The Costume Designer, Department And What They Do
A costume designer is a storyteller who uses clothing to give the audience a visual representation so the audience feels like they are in the right time period and gives a sense of who the character is. The costume designer reads the script and breaks down the characters then meets with the production designer and director during the pre production phase to discuss the direction that they would like to take. The designer then must research the time period, figure out the fabrics and textures of the garments and then decides if they will locate garment pieces or make them from scratch. The designer will then sketch out the designs and meet again to make sure all is agreed upon. After all this is done then the Costume department gets to start work on costumes.

A lot has to be done creating a character from head to toe. Take a step within the costume department you will find it very busy with overlock machines, sewing machines, irons, steamers, rolls of fabric, tools for distressing garments, shoe repair materials, and many many costumes being used at the same time. These costumes must be made or acquired and this is where the magic starts. Some of the Principals costumes will even have duplicates so that there is a backup if there is a problem with one of the originals.

When the show goes on tour then the costume department goes on the road as well. Everything is packed into a gondola and is rolled onto a truck. There are costume bibles that are made for each character and in this bible each and every item is cataloged so that if a button is missing then the wardrobe department can locate another just like the original. If the costumes needs repaired, washed, deodorized, hemmed, etc. it is the costume department aka wardrobe departments duty to mend and fix the repairs.
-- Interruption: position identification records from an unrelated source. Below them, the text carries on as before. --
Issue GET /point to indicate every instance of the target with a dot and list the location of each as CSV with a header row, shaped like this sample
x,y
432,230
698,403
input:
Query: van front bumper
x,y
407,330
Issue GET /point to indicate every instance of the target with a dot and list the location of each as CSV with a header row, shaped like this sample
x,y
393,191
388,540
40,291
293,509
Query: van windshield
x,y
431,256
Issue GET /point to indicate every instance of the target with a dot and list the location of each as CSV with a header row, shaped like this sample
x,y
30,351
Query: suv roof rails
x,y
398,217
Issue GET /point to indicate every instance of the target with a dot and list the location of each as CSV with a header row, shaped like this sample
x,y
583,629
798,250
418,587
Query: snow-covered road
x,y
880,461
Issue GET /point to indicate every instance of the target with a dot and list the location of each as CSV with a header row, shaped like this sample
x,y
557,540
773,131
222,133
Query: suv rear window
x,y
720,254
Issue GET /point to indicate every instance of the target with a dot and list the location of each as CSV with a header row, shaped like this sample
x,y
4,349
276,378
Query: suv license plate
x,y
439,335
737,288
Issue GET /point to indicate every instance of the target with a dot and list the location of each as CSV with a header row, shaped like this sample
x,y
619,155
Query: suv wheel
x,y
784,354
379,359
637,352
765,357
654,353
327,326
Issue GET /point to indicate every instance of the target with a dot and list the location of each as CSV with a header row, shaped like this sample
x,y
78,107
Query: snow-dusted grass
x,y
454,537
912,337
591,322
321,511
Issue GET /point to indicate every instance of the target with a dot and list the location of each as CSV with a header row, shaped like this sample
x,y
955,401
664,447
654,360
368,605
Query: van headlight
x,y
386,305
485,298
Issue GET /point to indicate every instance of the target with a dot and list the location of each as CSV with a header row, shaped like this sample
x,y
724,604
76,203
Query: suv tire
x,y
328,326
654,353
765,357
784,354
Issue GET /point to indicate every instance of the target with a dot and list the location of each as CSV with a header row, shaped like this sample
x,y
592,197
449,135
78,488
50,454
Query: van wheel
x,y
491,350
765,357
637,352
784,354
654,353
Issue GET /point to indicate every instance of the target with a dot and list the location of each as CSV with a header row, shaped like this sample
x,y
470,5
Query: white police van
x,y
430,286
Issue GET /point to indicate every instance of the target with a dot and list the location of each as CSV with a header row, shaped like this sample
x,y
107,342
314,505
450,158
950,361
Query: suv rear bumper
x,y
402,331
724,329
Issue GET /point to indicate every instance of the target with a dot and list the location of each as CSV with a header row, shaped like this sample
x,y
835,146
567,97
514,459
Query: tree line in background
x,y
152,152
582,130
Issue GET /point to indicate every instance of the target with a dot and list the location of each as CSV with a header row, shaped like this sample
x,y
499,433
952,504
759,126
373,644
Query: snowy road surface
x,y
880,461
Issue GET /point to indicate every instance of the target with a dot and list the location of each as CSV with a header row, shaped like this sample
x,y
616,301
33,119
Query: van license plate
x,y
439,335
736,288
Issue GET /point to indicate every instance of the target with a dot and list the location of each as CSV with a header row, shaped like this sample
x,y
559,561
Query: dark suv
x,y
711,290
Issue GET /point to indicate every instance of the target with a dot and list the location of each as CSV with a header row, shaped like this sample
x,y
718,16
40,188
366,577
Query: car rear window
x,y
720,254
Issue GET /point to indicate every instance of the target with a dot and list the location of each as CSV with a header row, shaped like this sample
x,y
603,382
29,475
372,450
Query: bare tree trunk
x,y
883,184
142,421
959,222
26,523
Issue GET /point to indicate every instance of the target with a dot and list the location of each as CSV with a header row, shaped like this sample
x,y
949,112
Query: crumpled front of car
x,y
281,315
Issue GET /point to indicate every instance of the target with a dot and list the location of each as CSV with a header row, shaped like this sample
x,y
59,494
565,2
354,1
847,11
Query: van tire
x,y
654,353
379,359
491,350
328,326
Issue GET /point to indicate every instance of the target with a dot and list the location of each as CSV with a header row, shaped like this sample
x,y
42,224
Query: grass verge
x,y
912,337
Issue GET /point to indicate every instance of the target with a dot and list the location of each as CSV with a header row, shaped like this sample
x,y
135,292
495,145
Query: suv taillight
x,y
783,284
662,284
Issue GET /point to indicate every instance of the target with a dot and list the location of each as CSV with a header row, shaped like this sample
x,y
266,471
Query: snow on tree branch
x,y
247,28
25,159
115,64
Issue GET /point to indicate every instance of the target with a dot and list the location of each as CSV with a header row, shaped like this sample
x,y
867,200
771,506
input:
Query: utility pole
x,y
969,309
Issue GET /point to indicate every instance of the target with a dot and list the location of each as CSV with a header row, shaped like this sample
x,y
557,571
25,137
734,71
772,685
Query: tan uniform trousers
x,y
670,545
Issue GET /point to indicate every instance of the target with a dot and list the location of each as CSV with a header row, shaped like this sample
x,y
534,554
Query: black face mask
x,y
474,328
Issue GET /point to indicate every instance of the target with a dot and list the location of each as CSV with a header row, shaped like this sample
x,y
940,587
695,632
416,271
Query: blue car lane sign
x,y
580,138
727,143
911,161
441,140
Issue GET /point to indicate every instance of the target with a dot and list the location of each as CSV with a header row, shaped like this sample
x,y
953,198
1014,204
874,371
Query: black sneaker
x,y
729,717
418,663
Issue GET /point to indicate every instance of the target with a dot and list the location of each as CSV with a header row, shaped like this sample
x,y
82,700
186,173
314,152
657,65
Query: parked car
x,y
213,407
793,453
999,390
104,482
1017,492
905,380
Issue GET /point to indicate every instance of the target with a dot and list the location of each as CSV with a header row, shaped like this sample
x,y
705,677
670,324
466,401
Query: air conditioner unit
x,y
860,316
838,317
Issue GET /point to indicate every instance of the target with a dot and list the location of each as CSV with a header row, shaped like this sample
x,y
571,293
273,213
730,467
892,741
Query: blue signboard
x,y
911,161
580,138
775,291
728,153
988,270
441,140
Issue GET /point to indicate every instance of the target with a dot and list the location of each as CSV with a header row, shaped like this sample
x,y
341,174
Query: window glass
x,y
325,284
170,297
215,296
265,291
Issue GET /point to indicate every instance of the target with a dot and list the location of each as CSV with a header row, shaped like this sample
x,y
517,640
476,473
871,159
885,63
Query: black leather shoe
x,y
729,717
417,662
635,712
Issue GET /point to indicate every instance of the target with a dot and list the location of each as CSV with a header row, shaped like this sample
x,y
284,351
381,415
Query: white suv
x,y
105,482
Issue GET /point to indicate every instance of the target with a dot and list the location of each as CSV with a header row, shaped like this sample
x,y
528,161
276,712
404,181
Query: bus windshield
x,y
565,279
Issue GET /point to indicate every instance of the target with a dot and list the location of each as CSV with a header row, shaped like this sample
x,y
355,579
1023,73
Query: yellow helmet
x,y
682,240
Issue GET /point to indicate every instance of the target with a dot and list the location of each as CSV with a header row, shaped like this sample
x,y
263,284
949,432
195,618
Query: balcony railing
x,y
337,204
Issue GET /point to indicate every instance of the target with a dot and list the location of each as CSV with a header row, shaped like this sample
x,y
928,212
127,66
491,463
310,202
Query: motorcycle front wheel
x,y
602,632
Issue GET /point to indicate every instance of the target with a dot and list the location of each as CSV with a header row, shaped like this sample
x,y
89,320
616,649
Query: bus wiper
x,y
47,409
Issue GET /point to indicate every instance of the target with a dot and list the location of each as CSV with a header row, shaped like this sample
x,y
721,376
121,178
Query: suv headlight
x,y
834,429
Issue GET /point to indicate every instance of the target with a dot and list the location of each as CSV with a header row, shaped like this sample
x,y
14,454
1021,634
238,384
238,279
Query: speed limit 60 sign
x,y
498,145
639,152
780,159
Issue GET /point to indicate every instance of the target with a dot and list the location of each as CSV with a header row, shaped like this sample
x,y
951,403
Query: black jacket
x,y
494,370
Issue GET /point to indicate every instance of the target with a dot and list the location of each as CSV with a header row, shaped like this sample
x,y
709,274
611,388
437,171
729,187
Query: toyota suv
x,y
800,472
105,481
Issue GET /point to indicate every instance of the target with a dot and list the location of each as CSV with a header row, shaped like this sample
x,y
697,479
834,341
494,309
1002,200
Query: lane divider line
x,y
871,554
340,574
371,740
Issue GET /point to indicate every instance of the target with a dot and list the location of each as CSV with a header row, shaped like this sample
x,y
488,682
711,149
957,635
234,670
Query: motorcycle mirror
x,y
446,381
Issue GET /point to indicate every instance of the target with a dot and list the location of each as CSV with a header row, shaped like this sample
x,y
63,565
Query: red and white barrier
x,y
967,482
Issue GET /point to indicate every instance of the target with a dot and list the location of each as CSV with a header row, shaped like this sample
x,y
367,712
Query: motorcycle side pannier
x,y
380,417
This includes costumes, accessories, shoes, and some props.

Before each show the wardrobe department must set up racks for each character and then the costumes must be steamed, ironed, and set up so that each character can find their pieces in the order in which they will be worn. During the show they are responsible for quick changes, helping characters with their garment pieces, and the use of quick thinking if something were to go wrong. After the show they must pack things away, wash, mend, and deodorize. The costume department becomes a well oiled machine that way with tons of teamwork and comradery.